Q. I recently married a foreign national. Do I have to report this to my security officer?
A. Yes.  In fact you are required to report any continuing relationship with a foreign national when that relationship involves a bond of affection, personal obligation, or intimate contact.  You are also required to report any contact with a foreign national that involves the exchange of personal information.

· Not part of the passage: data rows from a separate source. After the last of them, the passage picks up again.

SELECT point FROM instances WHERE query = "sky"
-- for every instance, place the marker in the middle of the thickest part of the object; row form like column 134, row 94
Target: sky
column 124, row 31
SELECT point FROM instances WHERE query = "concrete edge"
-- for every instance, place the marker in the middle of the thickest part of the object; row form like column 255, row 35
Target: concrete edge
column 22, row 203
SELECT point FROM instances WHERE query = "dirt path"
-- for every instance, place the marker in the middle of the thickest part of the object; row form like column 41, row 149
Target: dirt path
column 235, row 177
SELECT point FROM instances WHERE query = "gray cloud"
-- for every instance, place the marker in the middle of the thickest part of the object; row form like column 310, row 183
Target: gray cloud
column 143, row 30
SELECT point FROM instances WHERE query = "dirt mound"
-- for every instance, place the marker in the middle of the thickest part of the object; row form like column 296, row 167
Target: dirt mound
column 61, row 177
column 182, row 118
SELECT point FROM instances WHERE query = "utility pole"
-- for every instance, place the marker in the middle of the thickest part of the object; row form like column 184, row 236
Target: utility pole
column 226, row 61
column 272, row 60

Q. What is an NACI security clearance?
A. An NACI (National Agency Check with Inquiries) is not a clearance. It was a federal background investigation conducted to determine an applicant’s suitability for federal employment and/or to determine an applicant’s (federal or contractor) eligibility for a Personal Identity Verification (PIV) card (also known as a PIV credential or a CAC) required by Homeland Security Presidential Directive 12 (HSPD-12) for physical access to federally controlled facilities or logical access to federally controlled information technology systems. NACI investigations are now called Tier 1 investigations.  Federal employment suitability standards are established by Title 5 Code of Federal Regulations, Section 731.202 and PIV Cards standards are established by OPM’s Final Credentialing Standards for Issuing Personal Identity Verification Cards Under HSPD-12. Within the Department of Defense PIV Cards are known as Common Access Cards (CAC). CAC eligibility is governed by DoDI 5200.46.

Q. What is the scope and period of coverage for a Secret clearance investigation for a federal contractor?
A. In December 2012 new Federal Investigative Standards (FIS) were approved.  These standards are “For Official Use Only” and therefore not releasable to the public under the Freedom of Information Act.  However, anecdotal information suggests that the Tier 3 investigation for a Secret clearance for all applicants (military, federal employees, and contractors) is very similar to what was previously an Access National Agency Check with Inquiries (ANACI) investigation.

Q. Who issues security clearances?
A. There are dozens of federal Government agencies that issue security clearances. The Department of Defense Consolidated Adjudications Facility located at Fort Meade, MD handles about 85% of all federal security clearance adjudications, including those for the US Army, Air Force, Navy, Marines, and DoD contractor personnel.  The next two largest agencies that grant clearances are the Department of Homeland Security and the Department of Energy. Most other federal agencies handle less than 1% of all security clearance.